Volunteers with this not-for-profit group work tirelessly to educate the public, and to help sick and injured sea turtles, and their conservation work has been nationally recognized. This group puts on community events such as beach clean up days, conducts nesting surveys, and provides educational programs for schools and the public. To support the Sea Turtle Preservation Society, you can symbolically adopt a sea turtle, run or walk in the annual 5K fundraiser, or become a volunteer.
In the #4 spot on our list is the Florida Oceanographic Society, a non-profit with the mission to inspire environmental stewardship of Florida's coastal ecosystems through education, research, and advocacy. This organization's marine life nature center offers educational programs to people of all ages and conducts research and restoration programs that lead to healthy coastal ecosystems.
Each year, this group educates thousands of students with on-site field trip programs, in-school outreach programs, summer camps, and special educational activities. It is also spearheading conservation efforts such as restoring oyster reef habitats, rehabilitating seagrass populations, and monitoring water quality. If you would like to contribute to the Florida Oceanographic Society, you can volunteer, symbolically adopt a sea animal, or donate in a variety of ways.
It is also spearheading conservation efforts such as restoring oyster reef habitats, rehabilitating seagrass populations, and monitoring water quality.
#5 on our list is the Everglades Foundation, a science-driven organization that seeks to restore and protect the Everglades, one of the world's most unique wetlands. The foundation has committed itself to scientific research, believing that the truth found in science will guide policy and restoration efforts for the greater Everglades. It advocates on behalf of the Everglades with policy-makers who affect the future of the ecosystem.
This organization provides a comprehensive K through 12 framework for local schools that offers students the opportunity to learn about the world that surrounds them, embedding conservation as a core value in schools. It also financially incentivizes research to combat phosphorus pollution, a major environmental problem across the United States. You can donate to support the Everglades Foundation on its website.
And finally, at #6 on our list is The Institute for Regional Conservation, located in Delray Beach, Florida. Founded in 1984, this private non-profit organization is dedicated to the protection, restoration, and long-term management of biodiversity on a regional basis, and to the prevention of regional extinctions of rare plants, animals and ecosystems. This group actively works on the restoration of degraded ecosystems, and the reintroduction and augmentation of rare plants.

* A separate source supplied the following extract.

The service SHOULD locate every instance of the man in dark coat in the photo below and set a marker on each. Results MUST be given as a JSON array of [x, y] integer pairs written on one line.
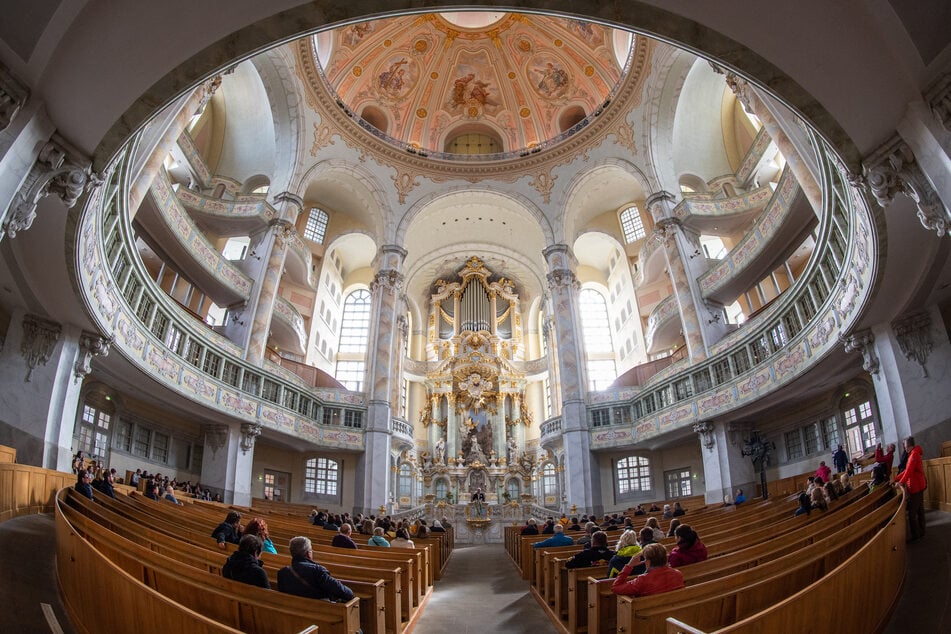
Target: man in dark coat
[[306, 578], [244, 564]]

This group actively works on the restoration of degraded ecosystems, and the reintroduction and augmentation of rare plants.

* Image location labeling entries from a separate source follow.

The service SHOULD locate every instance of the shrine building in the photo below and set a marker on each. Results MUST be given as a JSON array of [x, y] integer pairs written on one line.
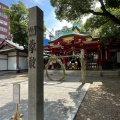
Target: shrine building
[[98, 55]]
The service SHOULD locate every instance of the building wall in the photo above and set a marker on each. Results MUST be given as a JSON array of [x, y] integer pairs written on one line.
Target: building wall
[[23, 63], [3, 62], [4, 24], [12, 63]]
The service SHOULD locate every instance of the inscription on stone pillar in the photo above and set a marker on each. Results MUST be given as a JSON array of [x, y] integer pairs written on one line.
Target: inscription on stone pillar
[[35, 63], [32, 46]]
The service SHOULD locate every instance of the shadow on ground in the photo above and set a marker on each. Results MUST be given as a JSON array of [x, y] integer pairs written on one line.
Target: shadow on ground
[[102, 101], [53, 110]]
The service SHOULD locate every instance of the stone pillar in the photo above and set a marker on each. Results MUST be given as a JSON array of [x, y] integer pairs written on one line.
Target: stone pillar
[[83, 66], [35, 65], [100, 60]]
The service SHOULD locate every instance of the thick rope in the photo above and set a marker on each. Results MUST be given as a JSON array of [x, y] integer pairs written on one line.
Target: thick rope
[[54, 58]]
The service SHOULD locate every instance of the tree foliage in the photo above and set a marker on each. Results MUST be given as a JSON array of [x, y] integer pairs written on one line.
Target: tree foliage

Its cornerstone projects include the Floristic Inventory of South Florida, which provides data on more than 2500 vascular plants in the ten southernmost counties of Florida. It has also launched a website designed for gardeners, landscape architects, nursery owners, ecological restoration practitioners and others interested in learning about the horticultural use of native plants. You can contribute to the work of The Institute for Regional Conservation by donating on its website.